A cohort of 100 livestock farmers from five villages in Babati District received short and clear livestock extension messages for 14 weeks through the MWANGA platform. The SMS messages aimed at equipping farmers with the proper knowledge to influence their attitudes and practices on topics such as forage production and use, crop residue processing and use, and livestock feed rations. These changes have the potential to improve dairy and poultry production on smallholder farms. Baseline and endline data was collected and compared at the beginning and the end of the intervention.
Key findings from the case study were:
- The SMS messages sent to farmers via the MWANGA platform resulted in a 10% increase in knowledge about animal nutrition and forage management when baseline data was compared to endline data. Also, there was improved farmers’ knowledge of the three essential nutrients for calf growth and the water requirements for a high-yielding cow.
- There was a significant (6%) change in farmers’ attitudes about keeping exotic/improved breeds due to the messages. A similar attitude change was also noted with regards to the choice of forage varieties grown by farmers.
- Though not significant, about 42% of the farmers interviewed in both the baseline and endline study agreed that farmers generally do not adopt improved forages due to lack of awareness.
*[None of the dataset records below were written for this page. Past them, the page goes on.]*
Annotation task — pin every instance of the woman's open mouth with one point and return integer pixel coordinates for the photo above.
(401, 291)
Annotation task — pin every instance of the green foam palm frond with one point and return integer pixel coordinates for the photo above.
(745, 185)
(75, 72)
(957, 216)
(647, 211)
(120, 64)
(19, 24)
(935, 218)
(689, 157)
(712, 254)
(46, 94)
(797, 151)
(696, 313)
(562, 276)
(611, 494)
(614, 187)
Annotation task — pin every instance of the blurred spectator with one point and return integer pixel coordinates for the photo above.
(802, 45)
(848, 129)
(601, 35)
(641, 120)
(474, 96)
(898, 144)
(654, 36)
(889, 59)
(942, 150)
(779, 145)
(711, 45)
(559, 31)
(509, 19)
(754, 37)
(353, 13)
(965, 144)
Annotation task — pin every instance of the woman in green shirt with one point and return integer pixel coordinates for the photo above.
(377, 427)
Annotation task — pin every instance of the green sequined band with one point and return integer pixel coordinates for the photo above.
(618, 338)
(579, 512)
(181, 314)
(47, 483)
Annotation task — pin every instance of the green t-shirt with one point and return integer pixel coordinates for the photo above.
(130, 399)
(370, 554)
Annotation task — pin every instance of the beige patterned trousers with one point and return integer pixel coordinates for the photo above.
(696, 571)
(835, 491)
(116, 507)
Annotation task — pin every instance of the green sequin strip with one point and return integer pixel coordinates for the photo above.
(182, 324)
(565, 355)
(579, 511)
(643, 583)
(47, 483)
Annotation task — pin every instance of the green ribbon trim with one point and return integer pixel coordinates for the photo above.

Therefore, future interventions should consider creating awareness of existing forage technologies to increase uptake.
- The messages also positively influenced farmers’ attitudes by 14% towards feed formulation, thereby greatly enhancing the likelihood of a higher uptake of feed formulation interventions.
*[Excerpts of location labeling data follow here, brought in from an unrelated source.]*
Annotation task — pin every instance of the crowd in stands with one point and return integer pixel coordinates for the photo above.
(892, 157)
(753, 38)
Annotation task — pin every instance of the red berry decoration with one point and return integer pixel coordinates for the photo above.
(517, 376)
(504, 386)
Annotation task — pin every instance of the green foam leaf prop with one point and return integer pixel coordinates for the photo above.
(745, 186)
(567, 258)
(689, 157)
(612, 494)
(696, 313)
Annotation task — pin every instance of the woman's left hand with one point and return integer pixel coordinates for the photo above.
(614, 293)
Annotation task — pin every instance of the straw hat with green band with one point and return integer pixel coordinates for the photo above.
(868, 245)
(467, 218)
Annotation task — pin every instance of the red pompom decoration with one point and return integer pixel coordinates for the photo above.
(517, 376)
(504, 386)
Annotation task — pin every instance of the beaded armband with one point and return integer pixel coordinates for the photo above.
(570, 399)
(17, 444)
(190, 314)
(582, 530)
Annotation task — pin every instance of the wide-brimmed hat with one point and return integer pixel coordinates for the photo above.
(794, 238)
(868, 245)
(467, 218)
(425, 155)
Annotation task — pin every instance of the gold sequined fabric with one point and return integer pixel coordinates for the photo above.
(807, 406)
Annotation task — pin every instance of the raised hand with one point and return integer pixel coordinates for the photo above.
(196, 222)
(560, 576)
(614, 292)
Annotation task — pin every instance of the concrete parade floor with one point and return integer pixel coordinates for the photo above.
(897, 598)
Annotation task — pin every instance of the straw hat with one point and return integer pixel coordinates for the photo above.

- Farmers who received extension messages via the MWANGA platform said that the messages were simple, timely and in a language they all understood (Kiswahili). The content of the messages was also actionable. However, they did not share messages with other farmers, although there was no explicit instruction for them to do so. This should probably be encouraged to widen the reach of the SMS messages.
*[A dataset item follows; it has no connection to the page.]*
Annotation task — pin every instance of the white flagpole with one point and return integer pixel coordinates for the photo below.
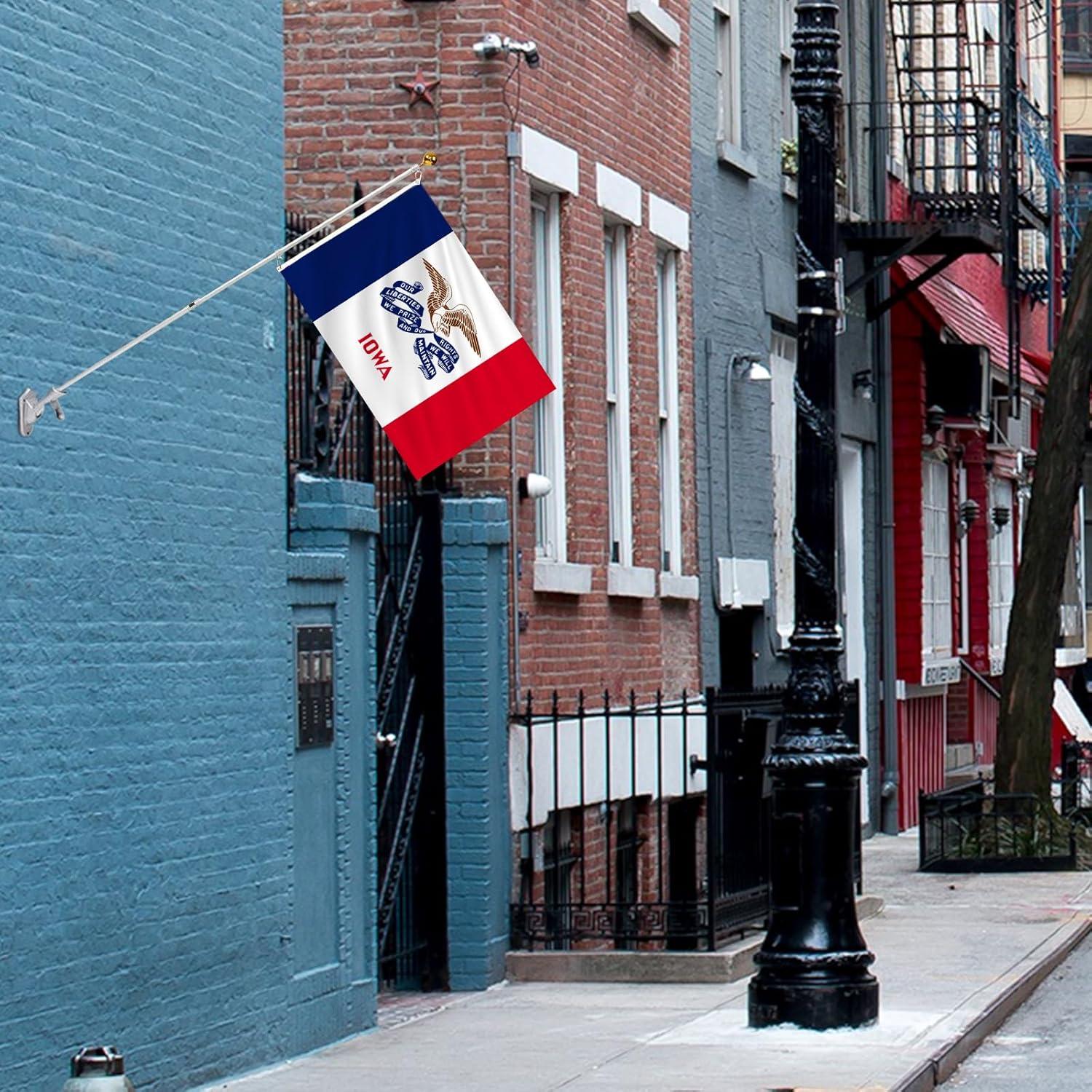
(31, 406)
The results from this survey match those of previous Africa RISING studies about the place of livestock in improving smallholder livelihoods in Tanzania’s Babati District. They also help to better understand livestock farmers’ knowledge, attitudes and practices regarding feeding, forages and their management, which is central to improved livestock production. The project team will use this study’s data to identify farmers’ training needs and develop an effective integrated livestock management strategy.
‘This study was implemented over a short period, and yet we observed considerable changes in knowledge and attitudes towards various interventions. This means that if we expose farmers to similar messages for longer, we may begin to see how these changes translate into improved farmer practices,’ explains Ben Lukuyu, senior livestock scientist at ILRI and one of the leaders of the study.
Digital tools such as MWANGA provide an essential complementary extension outreach mechanism that can effectively enhance farmers’ access to vital information about improved agricultural technologies and consequently enhance their overall farm productivity. Importantly too, similar digital tools can help in overcoming the challenges faced by traditional extension such the low ratio of extension workers to farmers, poor infrastructure, and low motivation and accountability of extension agents.